Thursday, July 30, 2009

SAIL Q1 net falls; dramatic demand rise unlikely

NEW DELHI (Reuters) - Steel Authority of India, one of India's leading steelmakers, reported a smaller-than-expected 28 percent drop in quarterly net profit, but cautioned that any "dramatic upturn" in global demand for the alloy was unlikely.

The state-run firm, which has the largest steel making capacity within India, plans to borrow 40 billion to 50 billion rupees ($830 million-$1 billion) this fiscal year to meet its capex plans, Chairman S.K. Roongta said, adding that additional equity issue was also another option the company was looking at.

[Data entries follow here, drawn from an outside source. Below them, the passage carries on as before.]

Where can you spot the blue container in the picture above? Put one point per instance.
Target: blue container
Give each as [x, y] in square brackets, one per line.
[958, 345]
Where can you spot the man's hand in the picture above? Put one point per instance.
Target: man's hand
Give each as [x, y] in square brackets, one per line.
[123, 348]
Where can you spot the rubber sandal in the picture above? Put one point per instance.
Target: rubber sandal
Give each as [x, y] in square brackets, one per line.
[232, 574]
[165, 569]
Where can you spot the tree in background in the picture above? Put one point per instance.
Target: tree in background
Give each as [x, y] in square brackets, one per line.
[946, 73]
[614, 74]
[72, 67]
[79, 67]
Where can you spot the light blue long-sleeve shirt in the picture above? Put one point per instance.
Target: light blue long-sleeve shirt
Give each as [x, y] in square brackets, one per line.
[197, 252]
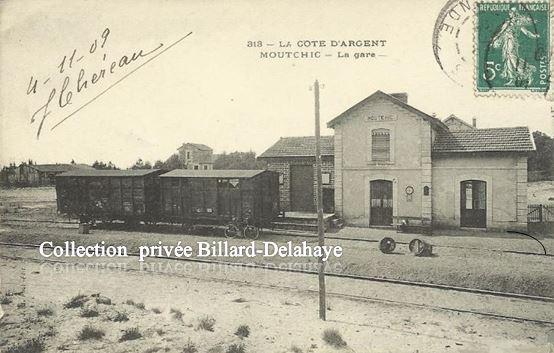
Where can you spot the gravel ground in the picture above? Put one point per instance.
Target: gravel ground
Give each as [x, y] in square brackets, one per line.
[279, 320]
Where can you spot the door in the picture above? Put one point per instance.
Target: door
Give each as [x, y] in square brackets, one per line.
[473, 204]
[302, 188]
[380, 194]
[328, 200]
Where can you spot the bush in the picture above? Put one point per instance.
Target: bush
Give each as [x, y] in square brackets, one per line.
[243, 331]
[33, 345]
[236, 348]
[45, 311]
[103, 300]
[295, 349]
[206, 323]
[176, 313]
[190, 347]
[333, 338]
[89, 312]
[119, 316]
[90, 333]
[130, 334]
[76, 302]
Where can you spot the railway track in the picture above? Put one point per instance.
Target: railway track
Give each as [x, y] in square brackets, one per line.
[331, 274]
[311, 235]
[353, 297]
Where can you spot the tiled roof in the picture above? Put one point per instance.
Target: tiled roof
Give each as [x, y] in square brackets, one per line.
[380, 94]
[505, 139]
[58, 168]
[218, 173]
[108, 173]
[299, 146]
[452, 117]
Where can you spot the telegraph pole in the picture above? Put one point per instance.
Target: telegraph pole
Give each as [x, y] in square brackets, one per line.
[319, 202]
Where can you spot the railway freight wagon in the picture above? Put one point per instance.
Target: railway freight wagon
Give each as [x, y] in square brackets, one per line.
[108, 195]
[220, 196]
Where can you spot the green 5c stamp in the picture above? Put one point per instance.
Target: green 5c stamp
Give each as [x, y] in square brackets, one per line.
[512, 46]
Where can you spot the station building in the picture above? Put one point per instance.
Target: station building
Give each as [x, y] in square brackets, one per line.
[389, 163]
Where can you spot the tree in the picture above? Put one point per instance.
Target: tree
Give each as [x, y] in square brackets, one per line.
[238, 160]
[540, 162]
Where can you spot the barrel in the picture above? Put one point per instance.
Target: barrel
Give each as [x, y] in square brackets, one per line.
[387, 245]
[420, 248]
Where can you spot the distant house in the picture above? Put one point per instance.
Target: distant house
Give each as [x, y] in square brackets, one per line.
[196, 156]
[41, 174]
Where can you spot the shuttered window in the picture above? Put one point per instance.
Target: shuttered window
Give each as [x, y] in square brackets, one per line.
[380, 145]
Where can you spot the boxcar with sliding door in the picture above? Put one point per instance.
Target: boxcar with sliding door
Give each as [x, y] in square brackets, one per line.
[108, 195]
[218, 196]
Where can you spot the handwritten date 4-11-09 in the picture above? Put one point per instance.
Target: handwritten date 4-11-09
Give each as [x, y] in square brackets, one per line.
[69, 84]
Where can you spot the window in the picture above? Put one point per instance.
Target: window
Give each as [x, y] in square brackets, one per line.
[380, 145]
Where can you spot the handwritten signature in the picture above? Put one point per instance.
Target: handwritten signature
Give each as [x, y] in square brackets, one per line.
[71, 85]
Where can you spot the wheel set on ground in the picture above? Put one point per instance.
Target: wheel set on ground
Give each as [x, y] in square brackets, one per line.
[417, 247]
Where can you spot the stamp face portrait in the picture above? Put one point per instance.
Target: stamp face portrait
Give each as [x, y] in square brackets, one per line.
[512, 46]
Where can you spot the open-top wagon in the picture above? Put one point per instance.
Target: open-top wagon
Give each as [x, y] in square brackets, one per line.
[244, 200]
[108, 195]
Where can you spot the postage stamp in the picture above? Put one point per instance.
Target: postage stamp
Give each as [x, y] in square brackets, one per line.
[512, 46]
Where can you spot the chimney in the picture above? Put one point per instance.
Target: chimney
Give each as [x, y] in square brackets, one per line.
[402, 96]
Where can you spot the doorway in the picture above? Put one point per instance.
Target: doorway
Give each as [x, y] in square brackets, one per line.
[473, 204]
[302, 188]
[380, 193]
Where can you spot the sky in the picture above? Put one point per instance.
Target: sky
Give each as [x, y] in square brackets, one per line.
[211, 87]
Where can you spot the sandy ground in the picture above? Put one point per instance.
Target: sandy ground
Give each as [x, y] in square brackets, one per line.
[279, 318]
[492, 270]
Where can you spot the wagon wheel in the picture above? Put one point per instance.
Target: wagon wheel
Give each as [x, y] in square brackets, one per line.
[251, 232]
[231, 230]
[387, 245]
[187, 227]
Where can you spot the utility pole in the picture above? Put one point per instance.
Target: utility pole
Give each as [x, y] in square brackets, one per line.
[319, 202]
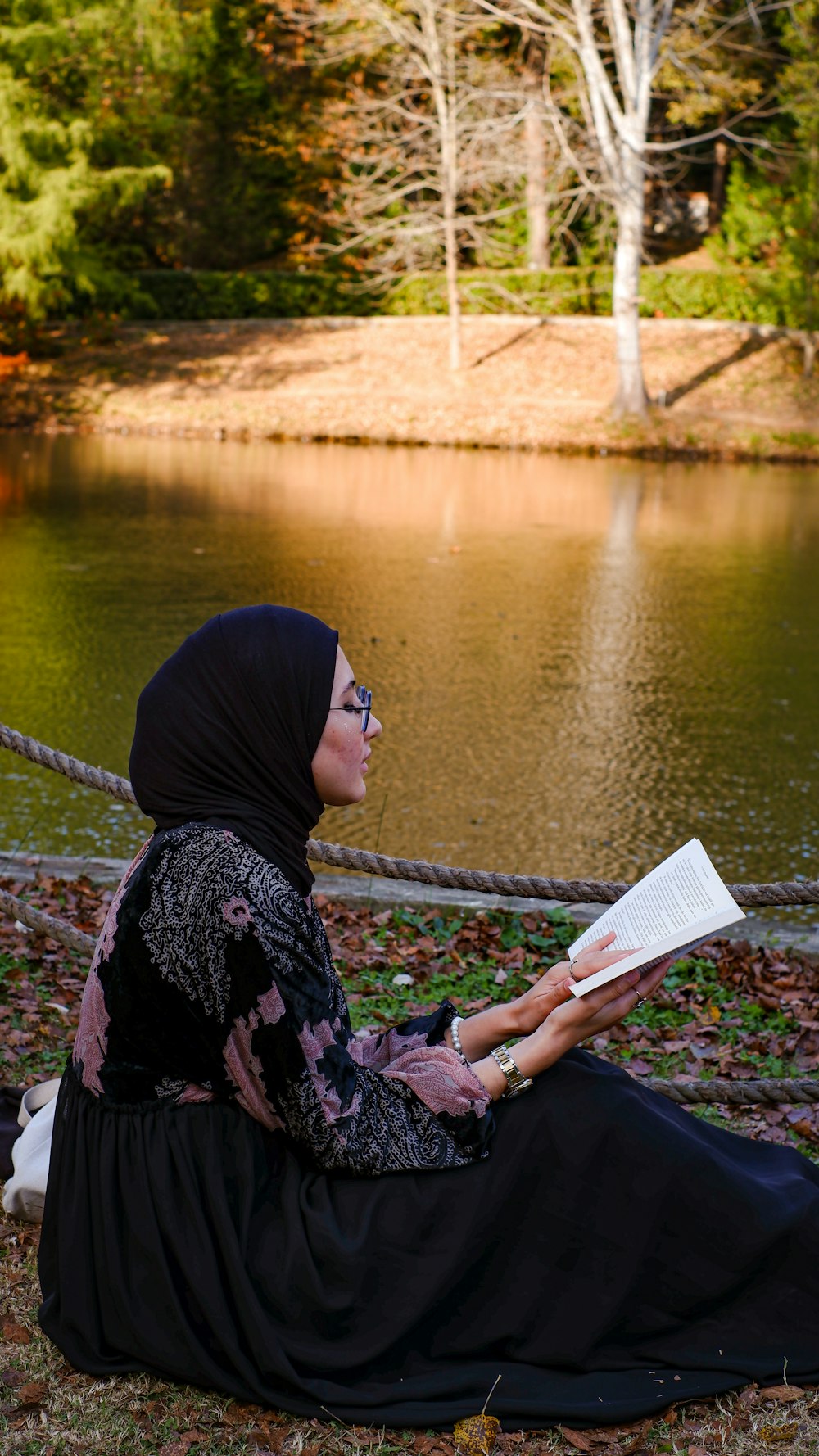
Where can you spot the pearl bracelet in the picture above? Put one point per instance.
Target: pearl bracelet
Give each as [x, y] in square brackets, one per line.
[454, 1027]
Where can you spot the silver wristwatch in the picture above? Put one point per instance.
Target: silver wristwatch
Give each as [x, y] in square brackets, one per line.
[516, 1082]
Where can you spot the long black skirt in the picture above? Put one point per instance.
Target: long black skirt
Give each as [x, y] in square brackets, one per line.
[614, 1254]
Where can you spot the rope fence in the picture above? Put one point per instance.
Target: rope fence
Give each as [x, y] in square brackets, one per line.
[767, 1092]
[448, 877]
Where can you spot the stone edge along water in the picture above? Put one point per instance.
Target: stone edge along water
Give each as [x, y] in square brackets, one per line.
[373, 890]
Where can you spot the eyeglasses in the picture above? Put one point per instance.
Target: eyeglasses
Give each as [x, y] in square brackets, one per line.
[362, 707]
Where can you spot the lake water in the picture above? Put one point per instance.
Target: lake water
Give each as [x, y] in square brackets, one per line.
[579, 662]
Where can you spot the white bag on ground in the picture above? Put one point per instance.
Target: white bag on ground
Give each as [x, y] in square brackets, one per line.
[25, 1190]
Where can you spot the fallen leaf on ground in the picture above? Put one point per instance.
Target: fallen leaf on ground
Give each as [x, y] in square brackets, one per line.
[33, 1394]
[779, 1433]
[477, 1436]
[576, 1439]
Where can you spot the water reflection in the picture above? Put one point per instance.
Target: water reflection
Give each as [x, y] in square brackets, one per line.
[579, 662]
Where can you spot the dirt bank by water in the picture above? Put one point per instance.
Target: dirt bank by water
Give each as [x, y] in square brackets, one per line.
[729, 391]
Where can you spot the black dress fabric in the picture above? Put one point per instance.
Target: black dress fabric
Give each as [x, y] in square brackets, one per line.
[242, 1196]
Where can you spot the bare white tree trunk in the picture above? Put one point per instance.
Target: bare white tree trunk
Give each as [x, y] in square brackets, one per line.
[443, 88]
[536, 198]
[631, 398]
[535, 157]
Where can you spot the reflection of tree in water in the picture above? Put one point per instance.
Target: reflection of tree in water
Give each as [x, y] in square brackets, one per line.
[602, 660]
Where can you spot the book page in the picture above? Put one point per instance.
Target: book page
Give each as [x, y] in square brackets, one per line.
[678, 903]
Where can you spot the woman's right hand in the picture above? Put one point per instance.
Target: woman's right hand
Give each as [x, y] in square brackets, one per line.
[572, 1023]
[583, 1016]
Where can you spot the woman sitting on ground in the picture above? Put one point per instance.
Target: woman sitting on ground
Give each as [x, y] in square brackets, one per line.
[245, 1196]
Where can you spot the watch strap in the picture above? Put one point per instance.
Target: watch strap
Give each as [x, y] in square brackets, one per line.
[515, 1078]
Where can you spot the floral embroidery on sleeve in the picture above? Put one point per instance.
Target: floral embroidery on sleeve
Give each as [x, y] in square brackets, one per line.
[91, 1042]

"We are considering that," Roongta said of the additional equity issue, without giving details.

The steel industry, recognised as a broad gauge of an economy's strength, has globally seen demand tumble, driven by the weakness in key automotive and construction sectors.

"We must reckon the fact that even now globally capacity utilisation is quite low. As the demand picks up, there is enough capacity," Steel Authority's Roongta said.

"We are not going to see any situation where demand will be more than supply."

Prices are, however, not under pressure, he said.

Steel Authority's production and sales in the July month is up about 10 percent from a year ago and it will try to maintain the trend for the quarter ending September, Roongta said.

He expects raw material prices to be sequentially lower in the September quarter.